Rusya Cumhurbaşkanı Vladimir Putin, Ukrayna’nın doğusunda Moskova’nın desteklediği ayrılıkçı bölgelerin bağımsızlığını kabul etti. Bu hamlenin Rusya’nın Ukrayna’yı işgal edeceği kaygısıyla Batı ile arasında tırmanan gerilimi daha da arttırması bekleniyor.
Çatışmalar 2014’te başladı
Ukrayna’nın Moskova yanlısı Cumhurbaşkanı Viktor Yanukoviç, 2014 yılının Şubat ayında kitle protestolarıyla devrilince, Rusya Ukrayna’nın Karadeniz kıyısındaki Kırım Yarımadası’nı ilhak etti. Daha sonra Rusya Ukrayna’nın doğusunda ağırlıklı olarak Rusça konuşulan Donbas bölgesindeki ayrılıkçı harekete destek verdi.

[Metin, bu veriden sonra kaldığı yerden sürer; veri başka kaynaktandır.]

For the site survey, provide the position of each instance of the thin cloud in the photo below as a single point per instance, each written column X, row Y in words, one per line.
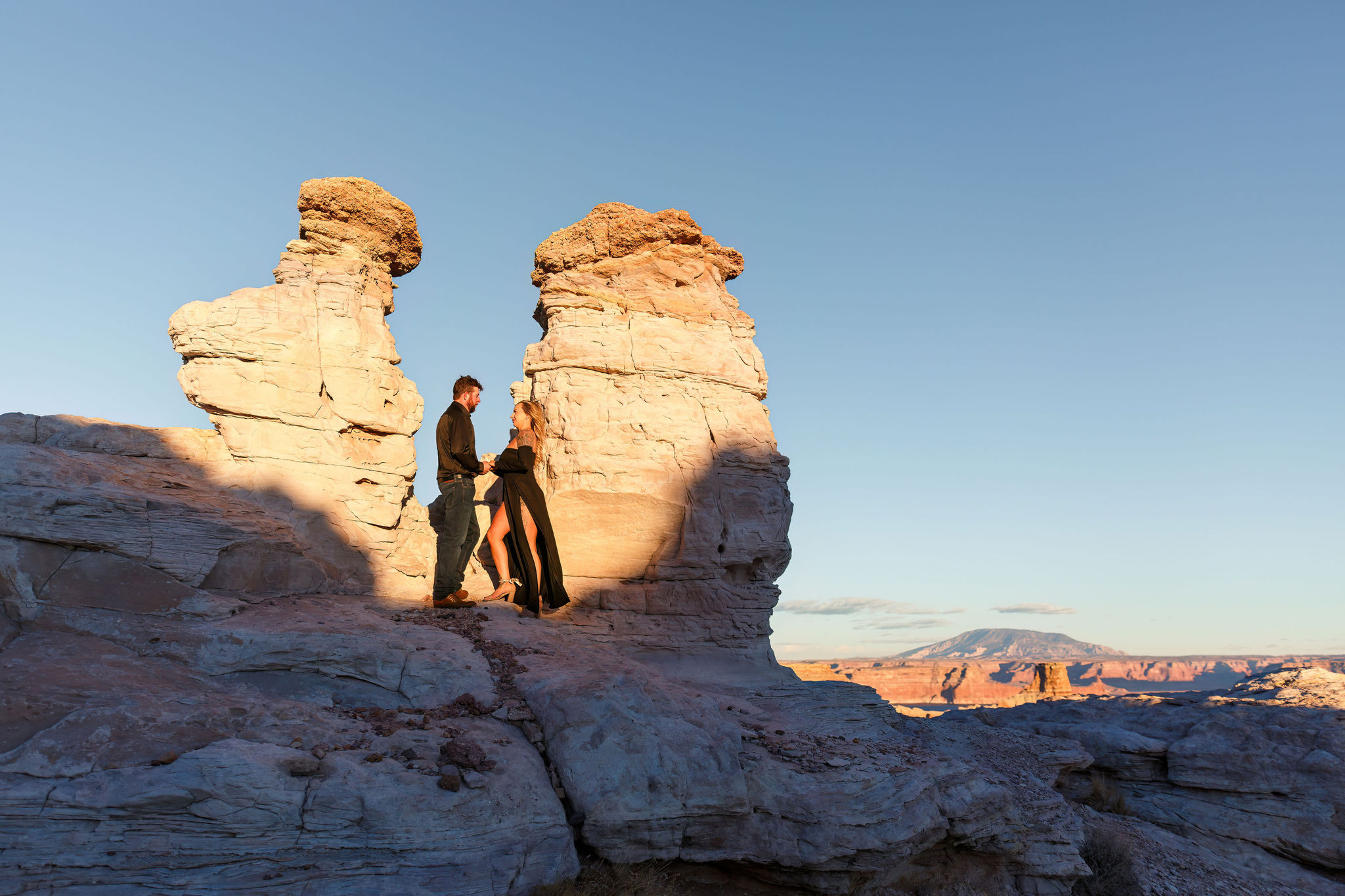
column 852, row 606
column 1042, row 609
column 910, row 624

2014 yılının Nisan ayında Rusya tarafından desteklenen isyancılar Donetsk ve Luhansk bölgelerinde hükümet binalarının kontrolunu ele geçirdi ve bu bölgelerde birer ‘‘halk cumhuriyeti’’ kurulduğunu ilan ederek Ukrayna birlikleri ve gönüllü taburlarla savaştı.
Aynı yılın Mayıs ayında ayrılıkçı bölgelerde bağımsızlık ilan etmek ve Rusya’nın parçası olmak için halk oylaması yapıldı. Moskova kararı kabul etmedi ve bölgeleri Ukrayna’nın NATO’ya katılmasını önlemek için kullandı.
Ukrayna ve Batı, Rusya’yı isyancılara asker ve silah desteği sağlamakla suçladı. Moskova ise bunu reddederek burada savaşan Ruslar’ın gönüllülerden oluştuğunu söyledi.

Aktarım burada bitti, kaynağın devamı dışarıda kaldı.